MODIFIED CORRELATION WEIGHT K-NEAREST NEIGHBOR CLASSIFIER USING TRAINING DATASET CLEANING METHOD
Main Article Content
Abstract
In pattern recognition, the k-Nearest Neighbor (kNN) algorithm is the simplest non-parametric algorithm. Due to its simplicity, the model cases and the quality of the training data itself usually influence kNN algorithm classification performance. Therefore, this article proposes a sparse correlation weight model, combined with the Training Data Set Cleaning (TDC) method by Classification Ability Ranking (CAR) called the CAR classification method based on Coefficient-Weighted kNN (CAR-CWKNN) to improve kNN classifier performance. Correlation weight in Sparse Representation (SR) has been proven can increase classification accuracy. The SR can show the 'neighborhood' structure of the data, which is why it is very suitable for classification based on the Nearest Neighbor.

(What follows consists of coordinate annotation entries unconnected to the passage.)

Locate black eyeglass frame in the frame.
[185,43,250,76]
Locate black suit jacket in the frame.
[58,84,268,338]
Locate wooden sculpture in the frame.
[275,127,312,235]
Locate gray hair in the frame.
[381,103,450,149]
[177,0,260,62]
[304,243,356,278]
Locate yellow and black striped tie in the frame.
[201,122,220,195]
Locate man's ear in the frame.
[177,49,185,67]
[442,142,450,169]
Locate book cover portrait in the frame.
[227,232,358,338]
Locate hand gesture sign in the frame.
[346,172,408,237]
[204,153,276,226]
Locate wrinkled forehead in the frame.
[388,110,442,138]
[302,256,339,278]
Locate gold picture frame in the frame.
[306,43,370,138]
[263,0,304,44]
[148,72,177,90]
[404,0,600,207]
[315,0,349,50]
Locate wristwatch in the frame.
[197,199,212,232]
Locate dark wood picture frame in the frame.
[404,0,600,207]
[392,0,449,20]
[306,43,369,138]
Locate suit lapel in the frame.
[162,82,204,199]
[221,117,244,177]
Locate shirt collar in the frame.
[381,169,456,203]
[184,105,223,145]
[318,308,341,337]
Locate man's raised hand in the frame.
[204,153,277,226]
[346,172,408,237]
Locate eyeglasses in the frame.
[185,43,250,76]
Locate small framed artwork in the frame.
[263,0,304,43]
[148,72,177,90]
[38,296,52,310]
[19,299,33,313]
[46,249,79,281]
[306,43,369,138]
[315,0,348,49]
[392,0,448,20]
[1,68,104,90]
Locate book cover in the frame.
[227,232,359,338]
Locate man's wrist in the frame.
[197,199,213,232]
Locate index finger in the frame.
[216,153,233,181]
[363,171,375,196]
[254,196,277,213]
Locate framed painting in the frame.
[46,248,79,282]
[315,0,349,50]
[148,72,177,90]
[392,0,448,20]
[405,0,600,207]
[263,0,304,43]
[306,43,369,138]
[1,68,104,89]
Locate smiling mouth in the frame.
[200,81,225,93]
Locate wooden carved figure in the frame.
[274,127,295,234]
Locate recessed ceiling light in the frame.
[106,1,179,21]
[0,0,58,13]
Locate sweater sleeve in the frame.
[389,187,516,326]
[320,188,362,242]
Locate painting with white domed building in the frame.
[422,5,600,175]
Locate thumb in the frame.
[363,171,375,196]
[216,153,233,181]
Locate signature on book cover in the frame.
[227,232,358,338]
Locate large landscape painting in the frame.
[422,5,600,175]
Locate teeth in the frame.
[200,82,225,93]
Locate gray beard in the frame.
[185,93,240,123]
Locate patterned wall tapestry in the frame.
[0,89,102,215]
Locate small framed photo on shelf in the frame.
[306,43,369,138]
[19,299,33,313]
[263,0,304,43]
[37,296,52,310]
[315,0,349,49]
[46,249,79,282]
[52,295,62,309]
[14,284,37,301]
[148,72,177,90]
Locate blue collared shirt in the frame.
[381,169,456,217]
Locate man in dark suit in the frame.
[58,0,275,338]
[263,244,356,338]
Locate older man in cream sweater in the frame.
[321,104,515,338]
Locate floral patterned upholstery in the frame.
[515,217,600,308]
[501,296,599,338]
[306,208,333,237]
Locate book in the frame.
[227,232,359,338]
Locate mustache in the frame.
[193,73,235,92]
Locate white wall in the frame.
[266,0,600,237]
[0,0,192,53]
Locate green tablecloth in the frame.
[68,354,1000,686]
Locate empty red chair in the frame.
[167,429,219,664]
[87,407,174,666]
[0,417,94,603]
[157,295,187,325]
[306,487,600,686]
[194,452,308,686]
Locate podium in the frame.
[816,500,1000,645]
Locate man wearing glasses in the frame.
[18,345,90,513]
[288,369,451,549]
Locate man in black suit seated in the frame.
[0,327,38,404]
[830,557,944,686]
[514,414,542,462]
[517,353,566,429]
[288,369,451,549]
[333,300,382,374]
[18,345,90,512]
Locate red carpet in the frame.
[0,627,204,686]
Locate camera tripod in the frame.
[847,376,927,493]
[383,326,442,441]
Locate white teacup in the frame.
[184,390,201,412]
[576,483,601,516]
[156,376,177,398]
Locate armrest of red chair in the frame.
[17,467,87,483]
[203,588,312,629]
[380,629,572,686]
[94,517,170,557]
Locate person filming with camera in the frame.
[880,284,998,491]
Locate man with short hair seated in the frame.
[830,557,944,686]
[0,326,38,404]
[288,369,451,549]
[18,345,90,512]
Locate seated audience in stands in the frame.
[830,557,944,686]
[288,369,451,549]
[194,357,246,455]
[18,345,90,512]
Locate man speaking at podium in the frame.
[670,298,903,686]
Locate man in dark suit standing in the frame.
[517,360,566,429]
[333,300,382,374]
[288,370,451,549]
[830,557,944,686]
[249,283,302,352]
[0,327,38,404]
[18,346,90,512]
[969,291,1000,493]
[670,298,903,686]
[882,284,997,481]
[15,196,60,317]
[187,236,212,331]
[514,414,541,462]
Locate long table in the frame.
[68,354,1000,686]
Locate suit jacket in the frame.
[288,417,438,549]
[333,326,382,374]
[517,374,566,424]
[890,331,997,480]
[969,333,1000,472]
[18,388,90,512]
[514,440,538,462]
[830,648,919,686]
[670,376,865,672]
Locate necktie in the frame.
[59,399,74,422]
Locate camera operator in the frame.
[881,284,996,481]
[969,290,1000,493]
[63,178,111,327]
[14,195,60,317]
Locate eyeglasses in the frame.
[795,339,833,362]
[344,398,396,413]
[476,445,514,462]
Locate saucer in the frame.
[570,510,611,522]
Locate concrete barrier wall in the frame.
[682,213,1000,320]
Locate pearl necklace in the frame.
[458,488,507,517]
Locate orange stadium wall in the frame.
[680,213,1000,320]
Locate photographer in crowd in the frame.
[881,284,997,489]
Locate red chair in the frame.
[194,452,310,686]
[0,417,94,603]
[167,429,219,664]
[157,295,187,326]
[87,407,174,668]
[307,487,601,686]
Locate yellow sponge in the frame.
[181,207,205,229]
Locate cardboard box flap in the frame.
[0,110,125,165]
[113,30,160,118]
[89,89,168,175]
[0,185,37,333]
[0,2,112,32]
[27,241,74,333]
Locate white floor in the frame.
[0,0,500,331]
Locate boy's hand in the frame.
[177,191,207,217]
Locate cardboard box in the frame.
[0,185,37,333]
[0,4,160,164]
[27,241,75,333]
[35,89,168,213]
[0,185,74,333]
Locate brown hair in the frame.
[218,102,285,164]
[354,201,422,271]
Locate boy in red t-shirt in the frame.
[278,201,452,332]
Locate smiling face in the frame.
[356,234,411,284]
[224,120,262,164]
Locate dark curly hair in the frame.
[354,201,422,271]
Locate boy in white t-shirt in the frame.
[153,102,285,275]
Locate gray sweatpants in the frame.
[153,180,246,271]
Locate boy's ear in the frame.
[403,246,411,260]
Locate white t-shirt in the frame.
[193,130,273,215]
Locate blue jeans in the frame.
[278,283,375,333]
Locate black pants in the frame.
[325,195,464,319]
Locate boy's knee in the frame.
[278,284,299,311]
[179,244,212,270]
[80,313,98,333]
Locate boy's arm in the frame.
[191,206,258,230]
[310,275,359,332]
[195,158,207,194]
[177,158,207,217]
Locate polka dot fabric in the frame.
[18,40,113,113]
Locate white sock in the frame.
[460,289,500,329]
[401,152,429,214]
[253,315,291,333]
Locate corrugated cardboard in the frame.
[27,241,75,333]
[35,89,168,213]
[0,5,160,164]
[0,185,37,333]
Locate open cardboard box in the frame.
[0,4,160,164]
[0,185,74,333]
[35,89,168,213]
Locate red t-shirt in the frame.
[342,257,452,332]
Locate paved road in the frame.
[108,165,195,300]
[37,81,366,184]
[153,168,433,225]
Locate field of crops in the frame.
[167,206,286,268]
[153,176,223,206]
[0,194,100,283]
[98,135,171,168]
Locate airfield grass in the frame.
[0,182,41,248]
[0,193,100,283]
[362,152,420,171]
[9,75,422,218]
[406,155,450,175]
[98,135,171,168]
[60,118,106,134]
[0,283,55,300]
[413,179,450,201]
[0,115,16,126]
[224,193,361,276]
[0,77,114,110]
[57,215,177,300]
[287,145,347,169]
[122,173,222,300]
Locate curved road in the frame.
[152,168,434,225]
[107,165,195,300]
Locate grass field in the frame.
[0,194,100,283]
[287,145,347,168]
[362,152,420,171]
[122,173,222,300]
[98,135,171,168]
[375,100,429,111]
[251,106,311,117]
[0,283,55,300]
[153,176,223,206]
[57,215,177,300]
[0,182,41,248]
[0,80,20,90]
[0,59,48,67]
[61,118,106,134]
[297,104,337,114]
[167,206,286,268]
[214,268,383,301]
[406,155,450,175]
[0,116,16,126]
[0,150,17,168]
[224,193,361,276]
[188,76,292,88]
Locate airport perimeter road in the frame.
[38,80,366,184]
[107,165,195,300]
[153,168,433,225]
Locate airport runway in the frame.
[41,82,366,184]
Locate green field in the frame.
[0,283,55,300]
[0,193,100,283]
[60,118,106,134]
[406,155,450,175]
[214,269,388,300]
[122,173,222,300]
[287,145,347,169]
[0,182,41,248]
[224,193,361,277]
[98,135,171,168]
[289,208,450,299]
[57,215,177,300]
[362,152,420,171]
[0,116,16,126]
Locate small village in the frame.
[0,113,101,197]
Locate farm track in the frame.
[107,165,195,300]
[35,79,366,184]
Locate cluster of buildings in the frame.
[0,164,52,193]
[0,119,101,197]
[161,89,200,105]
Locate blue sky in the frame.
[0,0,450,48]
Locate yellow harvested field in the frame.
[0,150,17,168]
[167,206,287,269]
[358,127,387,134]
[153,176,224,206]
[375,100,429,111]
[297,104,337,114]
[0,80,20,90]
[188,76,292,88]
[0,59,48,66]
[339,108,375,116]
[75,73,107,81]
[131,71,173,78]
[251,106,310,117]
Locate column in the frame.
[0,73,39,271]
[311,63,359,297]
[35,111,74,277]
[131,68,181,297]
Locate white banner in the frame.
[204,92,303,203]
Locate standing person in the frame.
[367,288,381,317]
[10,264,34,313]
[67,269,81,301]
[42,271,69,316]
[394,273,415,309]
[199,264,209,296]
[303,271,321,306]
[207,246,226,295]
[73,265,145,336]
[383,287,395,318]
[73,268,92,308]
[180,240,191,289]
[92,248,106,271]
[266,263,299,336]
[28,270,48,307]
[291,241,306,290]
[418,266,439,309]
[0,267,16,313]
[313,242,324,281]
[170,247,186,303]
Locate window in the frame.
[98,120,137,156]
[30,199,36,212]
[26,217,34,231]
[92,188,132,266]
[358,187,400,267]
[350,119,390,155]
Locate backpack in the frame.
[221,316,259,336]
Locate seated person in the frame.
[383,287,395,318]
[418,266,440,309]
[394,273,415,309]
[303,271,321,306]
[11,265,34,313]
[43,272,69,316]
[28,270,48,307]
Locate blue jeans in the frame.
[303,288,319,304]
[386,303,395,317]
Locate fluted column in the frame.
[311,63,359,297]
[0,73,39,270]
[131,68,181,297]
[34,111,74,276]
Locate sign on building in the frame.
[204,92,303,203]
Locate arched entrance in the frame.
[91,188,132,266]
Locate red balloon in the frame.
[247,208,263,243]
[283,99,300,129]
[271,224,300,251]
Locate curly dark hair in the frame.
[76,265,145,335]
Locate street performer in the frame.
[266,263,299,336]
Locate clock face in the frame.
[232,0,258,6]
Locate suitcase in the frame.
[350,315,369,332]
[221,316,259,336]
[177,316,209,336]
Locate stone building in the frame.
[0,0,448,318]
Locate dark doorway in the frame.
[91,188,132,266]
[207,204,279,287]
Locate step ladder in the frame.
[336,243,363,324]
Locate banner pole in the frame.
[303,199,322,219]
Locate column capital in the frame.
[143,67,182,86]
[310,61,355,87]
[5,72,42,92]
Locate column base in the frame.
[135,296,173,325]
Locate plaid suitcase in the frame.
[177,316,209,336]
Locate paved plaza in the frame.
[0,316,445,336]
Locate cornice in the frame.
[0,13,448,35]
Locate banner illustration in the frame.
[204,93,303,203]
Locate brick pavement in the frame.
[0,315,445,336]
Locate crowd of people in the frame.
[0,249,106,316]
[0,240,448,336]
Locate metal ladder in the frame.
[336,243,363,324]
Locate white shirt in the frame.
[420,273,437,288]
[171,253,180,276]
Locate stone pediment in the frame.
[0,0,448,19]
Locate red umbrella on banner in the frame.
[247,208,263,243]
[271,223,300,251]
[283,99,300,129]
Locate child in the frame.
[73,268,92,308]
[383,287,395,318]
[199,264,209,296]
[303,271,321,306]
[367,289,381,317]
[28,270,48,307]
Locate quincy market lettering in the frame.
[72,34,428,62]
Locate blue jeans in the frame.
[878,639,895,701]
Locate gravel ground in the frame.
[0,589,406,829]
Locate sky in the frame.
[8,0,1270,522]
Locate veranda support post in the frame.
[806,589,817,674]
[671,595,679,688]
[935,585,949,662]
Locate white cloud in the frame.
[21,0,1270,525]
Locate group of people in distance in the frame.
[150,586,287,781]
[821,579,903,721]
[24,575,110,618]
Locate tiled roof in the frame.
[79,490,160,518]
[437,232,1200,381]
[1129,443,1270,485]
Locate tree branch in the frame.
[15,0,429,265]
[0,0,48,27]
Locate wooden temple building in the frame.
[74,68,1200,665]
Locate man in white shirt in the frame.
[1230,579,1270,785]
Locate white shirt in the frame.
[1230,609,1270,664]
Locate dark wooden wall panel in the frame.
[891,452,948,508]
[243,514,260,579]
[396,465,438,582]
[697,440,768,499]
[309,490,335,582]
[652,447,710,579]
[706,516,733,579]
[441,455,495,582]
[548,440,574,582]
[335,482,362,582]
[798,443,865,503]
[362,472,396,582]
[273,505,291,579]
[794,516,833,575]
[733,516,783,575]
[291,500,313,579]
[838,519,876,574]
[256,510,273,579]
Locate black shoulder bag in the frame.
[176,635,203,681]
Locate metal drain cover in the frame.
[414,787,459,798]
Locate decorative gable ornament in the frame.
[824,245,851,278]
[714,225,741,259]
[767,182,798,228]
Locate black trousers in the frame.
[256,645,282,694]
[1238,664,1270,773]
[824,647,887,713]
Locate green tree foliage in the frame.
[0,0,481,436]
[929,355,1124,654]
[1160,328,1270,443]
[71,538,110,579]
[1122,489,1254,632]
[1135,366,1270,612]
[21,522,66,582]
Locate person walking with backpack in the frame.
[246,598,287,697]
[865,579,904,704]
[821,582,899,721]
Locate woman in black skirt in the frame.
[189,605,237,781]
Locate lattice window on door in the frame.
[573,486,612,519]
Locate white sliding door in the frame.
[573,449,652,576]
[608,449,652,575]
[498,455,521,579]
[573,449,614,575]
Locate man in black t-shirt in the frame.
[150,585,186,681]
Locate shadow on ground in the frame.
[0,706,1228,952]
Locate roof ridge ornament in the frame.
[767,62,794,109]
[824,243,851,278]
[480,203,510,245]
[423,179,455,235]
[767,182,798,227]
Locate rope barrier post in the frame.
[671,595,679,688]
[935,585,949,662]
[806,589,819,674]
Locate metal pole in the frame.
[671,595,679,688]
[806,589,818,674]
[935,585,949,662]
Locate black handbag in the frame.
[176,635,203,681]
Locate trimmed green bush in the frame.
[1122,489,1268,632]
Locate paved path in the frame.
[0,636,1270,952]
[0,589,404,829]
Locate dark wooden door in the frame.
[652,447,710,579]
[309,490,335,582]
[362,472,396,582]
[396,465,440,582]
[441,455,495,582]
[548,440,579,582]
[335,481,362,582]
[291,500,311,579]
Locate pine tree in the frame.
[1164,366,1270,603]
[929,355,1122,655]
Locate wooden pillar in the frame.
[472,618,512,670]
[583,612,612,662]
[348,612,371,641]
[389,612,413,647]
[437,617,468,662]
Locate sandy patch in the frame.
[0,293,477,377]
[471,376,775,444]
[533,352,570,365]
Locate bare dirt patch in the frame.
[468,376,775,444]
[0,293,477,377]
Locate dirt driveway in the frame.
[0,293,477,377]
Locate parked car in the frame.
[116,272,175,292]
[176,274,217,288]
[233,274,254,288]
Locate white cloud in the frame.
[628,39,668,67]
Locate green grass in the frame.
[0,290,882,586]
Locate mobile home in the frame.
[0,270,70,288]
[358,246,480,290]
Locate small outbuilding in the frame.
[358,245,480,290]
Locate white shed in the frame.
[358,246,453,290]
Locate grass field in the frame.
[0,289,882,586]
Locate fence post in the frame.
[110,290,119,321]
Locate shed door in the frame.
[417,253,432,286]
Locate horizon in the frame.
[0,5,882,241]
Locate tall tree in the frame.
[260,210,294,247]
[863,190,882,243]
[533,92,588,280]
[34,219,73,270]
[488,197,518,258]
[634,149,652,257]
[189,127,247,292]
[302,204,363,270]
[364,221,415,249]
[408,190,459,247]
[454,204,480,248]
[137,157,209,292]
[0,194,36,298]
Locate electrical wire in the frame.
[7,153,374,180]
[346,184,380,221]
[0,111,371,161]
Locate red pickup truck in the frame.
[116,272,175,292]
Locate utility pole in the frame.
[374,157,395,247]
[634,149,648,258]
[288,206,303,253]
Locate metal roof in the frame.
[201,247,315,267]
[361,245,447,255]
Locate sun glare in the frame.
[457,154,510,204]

The Classification Ability (CA) function is applied to classify the best training sample data based on rank in the cleaning stage. The Leave One Out (LV1) concept in the CA works by cleaning data that is considered likely to have the wrong classification results from the original training data, thereby reducing the influence of the training sample data quality on the kNN classification performance. The results of experiments with four public UCI data sets related to classification problems show that the CAR-CWKNN method provides better performance in terms of accuracy.